Muslims Can’t Trade Cryptocurrency Under Islamic Law In Indonesia

The Indonesian Ulema Council Majelis Ulama Indonesia, the country’s top Islamic organization with Shariah compliance authority, has officially classified the usage of cryptocurrency as a money or trading crytocurrency is haram or prohibited under Islamic law for Muslims.

The National Religious Council of Indonesia has stated that cryptocurrency does not follow Sharia teachings and should not be utilized by Muslims, casting doubt on the future of the internet coinage in the country with the world’s largest Muslim population.

Banks, billionaires, and even countries are investing in the year’s hottest financial asset, but it is haram, or forbidden, according to Asrorun Niam Sholeh, head of the fatwa, or religious decrees, at the Indonesian Ulema Council.

Sholeh claimed that the online currency contains aspects of uncertainty, wagering, and damage, and thus violates the core precepts of Islamic law. In Indonesia, the national Ulema Council judges on Sharia compliance, and the country’s finance ministry and central bank regularly consult it on Islamic financial concerns.

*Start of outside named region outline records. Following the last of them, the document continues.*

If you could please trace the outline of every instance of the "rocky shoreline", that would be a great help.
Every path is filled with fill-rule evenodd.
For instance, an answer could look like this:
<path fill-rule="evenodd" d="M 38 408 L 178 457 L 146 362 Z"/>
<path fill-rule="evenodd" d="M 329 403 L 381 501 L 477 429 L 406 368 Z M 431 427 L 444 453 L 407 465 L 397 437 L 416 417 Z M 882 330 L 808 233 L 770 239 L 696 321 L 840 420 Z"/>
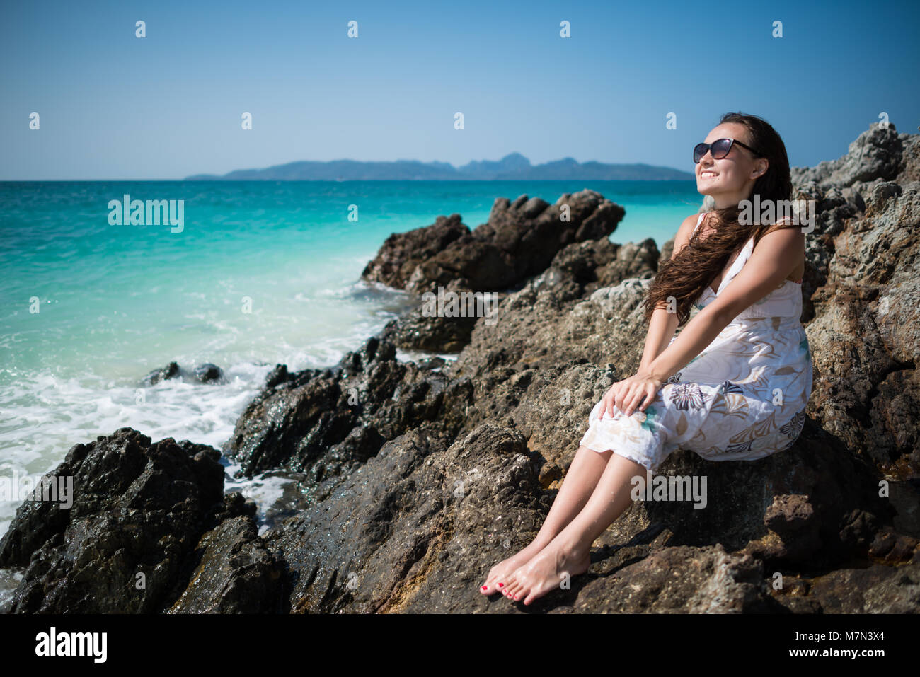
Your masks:
<path fill-rule="evenodd" d="M 532 608 L 920 611 L 920 135 L 874 123 L 793 183 L 817 208 L 800 437 L 755 462 L 673 453 L 660 473 L 706 475 L 706 509 L 634 502 Z M 611 243 L 624 213 L 592 190 L 500 198 L 475 229 L 451 214 L 391 235 L 365 280 L 497 293 L 495 321 L 415 312 L 333 367 L 278 365 L 221 451 L 130 428 L 75 444 L 51 474 L 74 476 L 73 506 L 27 501 L 0 540 L 0 568 L 24 569 L 6 611 L 523 611 L 477 587 L 536 534 L 591 407 L 638 367 L 639 302 L 673 246 Z M 222 453 L 295 478 L 292 514 L 259 535 Z"/>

To be approved by the MIU, cryptocurrencies like Bitcoin must satisfy Shariah principles as a commodity or a digital asset and demonstrate a “clear benefit,” according to Sholeh, who spoke after an expert MIU session.

Having 231 million Muslims representing over 86.7% of the nation’s population, Indonesia boasts the world’s biggest Muslim community.

The MUI decree is not legally enforceable, and it does not imply that cryptocurrencies are prohibited in Indonesia. But, it will prevent Muslims from considering investing in cryptocurrency and local institutions from producing or providing services in cryptocurrency.

The MIU examined Bitcoin as one of the Ulama Fatwa Commission, which is tasked with using Islamic law to confront a few of Indonesia’s most pressing social, political, economic, and legal challenges.

In October, a regional branch of Nahdlatul Ulama, one of Indonesia’s largest Islamic groups, ruled cryptocurrencies haram under religious law.

The Indonesian government, on the other hand, has stated that it will not put an outright ban on bitcoin, as China has done. In Indonesia, crypto assets can be traded alongside commodities futures, but they cannot be used as a currency. Meanwhile, the government is attempting to establish a crypto market by the end of the year, and Bank Indonesia is investigating the possibility of a central bank digital currency.

It’s not a good time to be kicked out of the crypto world.

Following their historic rise in October, cryptocurrencies have been on a tear. Ether, Ethereum’s main cryptocurrency, is trading at an all-time high of $4,708.60. Bitcoin hit a new all-time high of $68,000 on Wednesday, beating its previous record from late October. JPMorgan Chase & Co., a New York-based investment firm, said that Bitcoin may rise to $146,000 in the long term as it clashes with gold.

Southeast Asian governments have had a mixed approach to cryptocurrencies so far. Following the Chinese government crackdown, cryptocurrency exchange Huobi Global has ceased its business in Indonesia’s neighbor Singapore.

Furthermore, Siam Commercial Bank, one of Thailand’s top banks and the country’s largest shareholder, just purchased Bitkub Online, the country’s largest cryptocurrency exchange.

The announcement comes only days after Bitcoin temporarily broke beyond the $69,000 barrier for the first time in history on Wednesday.

On cryptocurrency legislation, the Indonesian government has taken a mixed attitude. Local authorities have chosen to allow bitcoin trading while placing a nationwide ban on cryptocurrency transactions in 2017. Pintu, a local crypto exchange, raised $35 million in August from some of the industry’s most prominent investors.